I really liked the trailer for The Perfect Age of Rock ‘n’ Roll, and I was excited to see this little indie film. I am a fan of Jason Ritter, and the film has a stellar actor named Peter Fonda in the cast as well. What could go wrong? How could this be a bad film? Well, I would have to say that while it is not horrible, it is not good either.
The film follows twenty-somethings Eric Genson (Jason Ritter) and Spyder (Kevin Zegers). Spyder is the vocalist in a popular band called The Lost Soulz, a goth rock and roll band. He used to be best friends with Eric and made music with him in the basement of Eric’s house. Spyder took off to LA to become a big rock star. Unfortunately, he used Eric’s songs on his first album. The second album flopped because Spyder could not write any good songs. He has returned to Eric to ask him to join the band and write new songs. Spyder is desperate and so is his manager Rose (Taryn Manning). Eric agrees, but on one condition, that they take a motor home and drive Route 66 to California as they had originally planned before Spyder took off. The motor home shows up driven by Augustus or Auggie (Peter Fonda) who used to be a friend/manager/bandmate of Eric’s dad. Eric’s dad was a pretty famous musician who had drug problems.
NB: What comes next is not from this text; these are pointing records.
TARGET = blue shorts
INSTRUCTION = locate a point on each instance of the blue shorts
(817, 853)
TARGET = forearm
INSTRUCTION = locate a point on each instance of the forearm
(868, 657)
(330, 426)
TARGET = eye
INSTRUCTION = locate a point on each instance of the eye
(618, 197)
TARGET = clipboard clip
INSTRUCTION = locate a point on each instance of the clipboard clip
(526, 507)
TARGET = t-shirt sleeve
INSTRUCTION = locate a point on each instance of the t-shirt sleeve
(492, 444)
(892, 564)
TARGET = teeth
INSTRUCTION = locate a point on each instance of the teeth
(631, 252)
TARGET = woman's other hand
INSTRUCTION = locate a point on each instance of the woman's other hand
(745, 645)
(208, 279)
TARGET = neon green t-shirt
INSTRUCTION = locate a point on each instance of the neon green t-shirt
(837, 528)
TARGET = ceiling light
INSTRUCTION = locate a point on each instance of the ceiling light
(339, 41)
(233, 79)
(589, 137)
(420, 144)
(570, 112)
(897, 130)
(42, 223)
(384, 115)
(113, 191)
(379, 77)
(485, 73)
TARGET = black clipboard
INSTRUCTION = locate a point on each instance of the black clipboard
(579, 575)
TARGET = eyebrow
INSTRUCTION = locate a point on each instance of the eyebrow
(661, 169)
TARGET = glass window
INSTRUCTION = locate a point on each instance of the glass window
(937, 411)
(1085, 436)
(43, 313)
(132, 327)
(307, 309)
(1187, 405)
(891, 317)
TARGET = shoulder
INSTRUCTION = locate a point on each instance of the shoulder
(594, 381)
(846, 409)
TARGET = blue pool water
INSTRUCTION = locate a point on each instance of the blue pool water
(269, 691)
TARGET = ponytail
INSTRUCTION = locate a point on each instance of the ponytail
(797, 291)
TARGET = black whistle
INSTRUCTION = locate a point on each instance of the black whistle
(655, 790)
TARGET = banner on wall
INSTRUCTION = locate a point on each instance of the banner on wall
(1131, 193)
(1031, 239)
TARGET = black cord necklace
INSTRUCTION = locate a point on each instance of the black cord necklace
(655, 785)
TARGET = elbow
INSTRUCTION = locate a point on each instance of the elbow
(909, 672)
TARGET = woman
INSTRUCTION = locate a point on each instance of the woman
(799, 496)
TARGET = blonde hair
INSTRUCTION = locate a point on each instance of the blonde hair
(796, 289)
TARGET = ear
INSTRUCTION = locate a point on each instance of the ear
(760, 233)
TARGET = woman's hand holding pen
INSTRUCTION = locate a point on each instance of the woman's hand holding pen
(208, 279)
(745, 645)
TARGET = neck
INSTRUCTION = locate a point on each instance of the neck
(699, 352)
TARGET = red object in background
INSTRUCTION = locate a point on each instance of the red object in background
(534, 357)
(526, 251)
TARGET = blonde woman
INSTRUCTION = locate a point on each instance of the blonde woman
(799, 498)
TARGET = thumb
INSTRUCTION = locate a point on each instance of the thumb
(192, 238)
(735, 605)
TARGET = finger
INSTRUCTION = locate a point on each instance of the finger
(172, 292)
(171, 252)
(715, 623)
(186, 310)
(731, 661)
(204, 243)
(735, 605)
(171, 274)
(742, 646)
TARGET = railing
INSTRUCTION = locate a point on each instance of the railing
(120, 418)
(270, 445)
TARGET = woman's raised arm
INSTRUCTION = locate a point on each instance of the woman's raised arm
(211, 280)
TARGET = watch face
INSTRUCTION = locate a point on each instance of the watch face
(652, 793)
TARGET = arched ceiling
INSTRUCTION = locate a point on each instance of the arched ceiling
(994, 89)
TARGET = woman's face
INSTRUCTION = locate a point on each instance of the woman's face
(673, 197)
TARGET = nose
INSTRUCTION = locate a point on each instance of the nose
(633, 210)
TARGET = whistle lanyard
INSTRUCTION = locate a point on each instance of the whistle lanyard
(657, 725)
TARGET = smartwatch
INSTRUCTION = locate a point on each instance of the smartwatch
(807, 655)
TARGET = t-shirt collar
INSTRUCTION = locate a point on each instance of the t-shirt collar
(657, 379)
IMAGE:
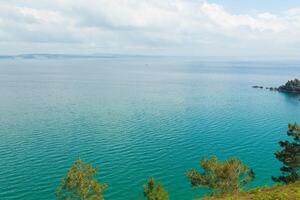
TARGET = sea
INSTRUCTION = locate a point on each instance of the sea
(139, 117)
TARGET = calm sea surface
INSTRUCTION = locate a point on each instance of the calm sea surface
(136, 118)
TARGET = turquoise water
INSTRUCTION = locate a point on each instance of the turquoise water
(136, 118)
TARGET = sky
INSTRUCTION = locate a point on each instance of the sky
(151, 27)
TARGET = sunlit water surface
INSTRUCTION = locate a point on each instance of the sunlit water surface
(136, 118)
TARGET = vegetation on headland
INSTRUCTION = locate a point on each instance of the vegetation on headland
(225, 179)
(277, 192)
(292, 86)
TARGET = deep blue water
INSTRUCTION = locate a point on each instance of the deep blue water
(136, 118)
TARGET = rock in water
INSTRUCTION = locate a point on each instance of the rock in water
(292, 86)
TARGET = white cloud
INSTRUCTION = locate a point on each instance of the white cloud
(137, 26)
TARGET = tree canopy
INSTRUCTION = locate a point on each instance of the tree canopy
(155, 192)
(220, 177)
(80, 183)
(289, 156)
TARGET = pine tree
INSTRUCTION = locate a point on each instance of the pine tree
(220, 177)
(81, 184)
(289, 156)
(155, 192)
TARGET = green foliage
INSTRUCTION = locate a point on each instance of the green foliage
(81, 184)
(221, 177)
(277, 192)
(289, 156)
(155, 192)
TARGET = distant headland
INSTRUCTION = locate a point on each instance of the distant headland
(292, 86)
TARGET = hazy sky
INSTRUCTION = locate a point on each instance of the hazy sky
(156, 27)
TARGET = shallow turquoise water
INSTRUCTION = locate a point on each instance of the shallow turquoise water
(137, 118)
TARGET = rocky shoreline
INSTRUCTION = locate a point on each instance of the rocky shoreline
(292, 87)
The cross country drive begins with the other members of The Lost Soulz in tow. In two weeks, new songs are due that will make or break the band.
The story takes place mostly in 1991. The film starts out in 2011 when a music journalist (Lucas Haas) visits Spyder to get him to talk about the fabled third Lost Soulz record. Spyder is a decrepit ghost of his former self. The film occasionally goes back to 2011 to see Spyder telling the story of what happened.
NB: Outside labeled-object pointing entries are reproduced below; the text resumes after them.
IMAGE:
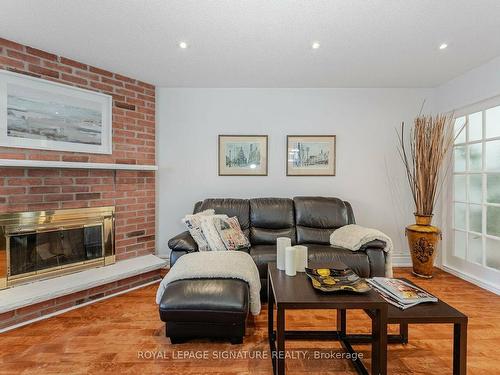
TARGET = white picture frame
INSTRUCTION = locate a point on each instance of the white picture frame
(40, 114)
(243, 155)
(311, 155)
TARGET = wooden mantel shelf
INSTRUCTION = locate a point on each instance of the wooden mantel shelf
(74, 165)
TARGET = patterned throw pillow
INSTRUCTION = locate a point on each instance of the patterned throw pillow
(231, 234)
(210, 232)
(193, 224)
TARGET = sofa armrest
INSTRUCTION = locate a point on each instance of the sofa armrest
(375, 244)
(183, 242)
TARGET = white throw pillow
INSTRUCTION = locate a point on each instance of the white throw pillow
(231, 234)
(210, 232)
(193, 224)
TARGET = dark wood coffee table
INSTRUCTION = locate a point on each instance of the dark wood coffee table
(426, 313)
(296, 293)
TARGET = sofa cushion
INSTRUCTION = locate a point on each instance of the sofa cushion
(317, 217)
(230, 207)
(205, 300)
(325, 255)
(271, 218)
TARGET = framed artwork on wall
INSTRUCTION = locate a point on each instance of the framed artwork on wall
(242, 155)
(310, 155)
(40, 114)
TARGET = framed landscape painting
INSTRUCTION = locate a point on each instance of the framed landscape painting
(40, 114)
(310, 155)
(242, 155)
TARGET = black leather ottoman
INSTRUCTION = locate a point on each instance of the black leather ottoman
(205, 308)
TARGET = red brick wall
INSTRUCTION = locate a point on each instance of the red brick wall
(132, 192)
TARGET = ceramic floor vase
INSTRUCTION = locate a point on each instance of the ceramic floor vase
(423, 239)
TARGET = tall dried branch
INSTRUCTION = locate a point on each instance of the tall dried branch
(424, 156)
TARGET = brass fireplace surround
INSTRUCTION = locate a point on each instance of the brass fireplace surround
(25, 223)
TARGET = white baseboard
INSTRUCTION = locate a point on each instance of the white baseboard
(58, 312)
(472, 279)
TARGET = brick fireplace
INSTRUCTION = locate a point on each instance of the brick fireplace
(130, 192)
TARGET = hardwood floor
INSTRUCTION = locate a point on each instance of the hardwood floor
(121, 334)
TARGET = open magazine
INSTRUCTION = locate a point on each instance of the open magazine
(400, 293)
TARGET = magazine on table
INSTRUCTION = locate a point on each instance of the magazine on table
(400, 293)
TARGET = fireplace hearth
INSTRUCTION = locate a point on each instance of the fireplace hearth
(42, 244)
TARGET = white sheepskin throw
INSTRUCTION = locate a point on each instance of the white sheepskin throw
(216, 264)
(353, 237)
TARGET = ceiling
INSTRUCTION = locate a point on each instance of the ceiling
(265, 43)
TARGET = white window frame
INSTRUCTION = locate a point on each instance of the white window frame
(480, 274)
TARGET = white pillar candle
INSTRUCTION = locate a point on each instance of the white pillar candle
(290, 260)
(281, 244)
(301, 258)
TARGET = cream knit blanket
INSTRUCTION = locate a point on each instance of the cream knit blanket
(216, 264)
(353, 237)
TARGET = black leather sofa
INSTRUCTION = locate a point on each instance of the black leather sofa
(307, 221)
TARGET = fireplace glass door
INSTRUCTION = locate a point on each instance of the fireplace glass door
(36, 251)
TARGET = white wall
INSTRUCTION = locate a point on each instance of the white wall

I am sure the film had some sort of meaning behind it. Granted there were entertaining parts, but it is mostly about these two broken guys who had many issues with each other and themselves. I found it hard to even care about Spyder. He did not seem very grateful for anything and his back story was weak. I do not really even understand the reason why they had to screw with his left eye. Yes, his father did it to him, but why the eye? Most of the characters are on drugs, which does not make them very endearing, but a film about rock and roll I guess needs to have some drugs and sex in it. The most likeable guy in the film is Auggie. He seems to be the voice of reason and kind of a father figure during the trip.
While I think the cast worked with what they had, I have to give my praise to Kevin Zegers and Jason Ritter for hopefully learning how to sing and play instruments for the film (if they did not already know how to before). Lauren Holly shows up briefly as Eric’s mom, and Kelly Lynch has a small role as Auggie’s ex-girlfriend. Billie Dee Williams even shows up.
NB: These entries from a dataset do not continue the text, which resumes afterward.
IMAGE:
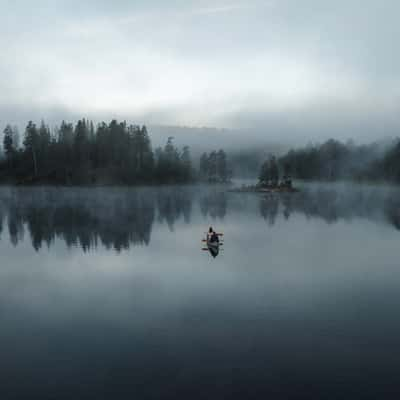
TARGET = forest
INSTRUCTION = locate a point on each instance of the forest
(118, 153)
(114, 153)
(334, 160)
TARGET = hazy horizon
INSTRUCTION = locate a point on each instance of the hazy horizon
(278, 69)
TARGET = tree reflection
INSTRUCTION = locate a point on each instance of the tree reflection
(332, 205)
(116, 218)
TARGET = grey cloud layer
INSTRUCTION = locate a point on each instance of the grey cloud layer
(299, 68)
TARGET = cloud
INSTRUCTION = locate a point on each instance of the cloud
(241, 64)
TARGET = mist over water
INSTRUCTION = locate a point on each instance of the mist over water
(107, 293)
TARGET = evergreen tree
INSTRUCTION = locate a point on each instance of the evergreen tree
(32, 144)
(222, 169)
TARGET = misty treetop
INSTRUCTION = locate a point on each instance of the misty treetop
(334, 160)
(85, 154)
(214, 167)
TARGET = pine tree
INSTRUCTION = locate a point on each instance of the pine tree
(32, 144)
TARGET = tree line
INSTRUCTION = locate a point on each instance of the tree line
(86, 154)
(214, 167)
(334, 160)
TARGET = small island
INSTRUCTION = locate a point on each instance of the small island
(269, 180)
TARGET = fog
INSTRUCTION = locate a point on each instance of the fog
(283, 70)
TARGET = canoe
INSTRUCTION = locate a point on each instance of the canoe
(213, 247)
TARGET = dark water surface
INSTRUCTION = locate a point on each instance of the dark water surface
(106, 293)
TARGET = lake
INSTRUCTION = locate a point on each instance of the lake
(107, 293)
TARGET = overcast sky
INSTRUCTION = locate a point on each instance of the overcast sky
(295, 68)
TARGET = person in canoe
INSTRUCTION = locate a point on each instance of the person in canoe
(212, 236)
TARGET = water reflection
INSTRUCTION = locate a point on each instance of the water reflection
(333, 204)
(118, 218)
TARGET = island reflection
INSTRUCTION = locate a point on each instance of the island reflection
(118, 218)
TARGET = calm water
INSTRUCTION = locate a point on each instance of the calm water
(107, 293)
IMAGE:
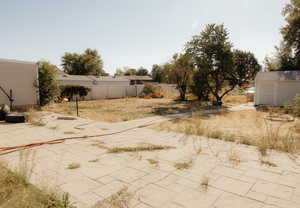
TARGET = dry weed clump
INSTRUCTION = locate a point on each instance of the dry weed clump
(234, 157)
(183, 165)
(244, 127)
(121, 199)
(143, 147)
(153, 162)
(277, 137)
(204, 182)
(73, 166)
(17, 192)
(267, 163)
(34, 117)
I have a feeling the film was supposed to be longer. There were a couple of montages that I am going to guess were scenes cut from the film and spliced together. Also, the ending is confusing and open-ended. I do not like films where you have to guess what happened in the end, and this would be one of them.
I had high hopes for The Perfect Age of Rock ‘n’ Roll, but they were not fulfilled. I have a feeling the film was supposed to be appreciated on a deeper level when it comes to friendship and music. I found that hard based on my dislike of Stryder. He hit rock bottom, tried to come back up again, and then hit it again. If one of your main characters is not likable, the film is going to be a hard sell to the audience. I would recommend seeing this one on DVD if you are curious enough about the film.
I give The Perfect Age of Rock ‘n’ Roll 2 “airstreams” out of 5.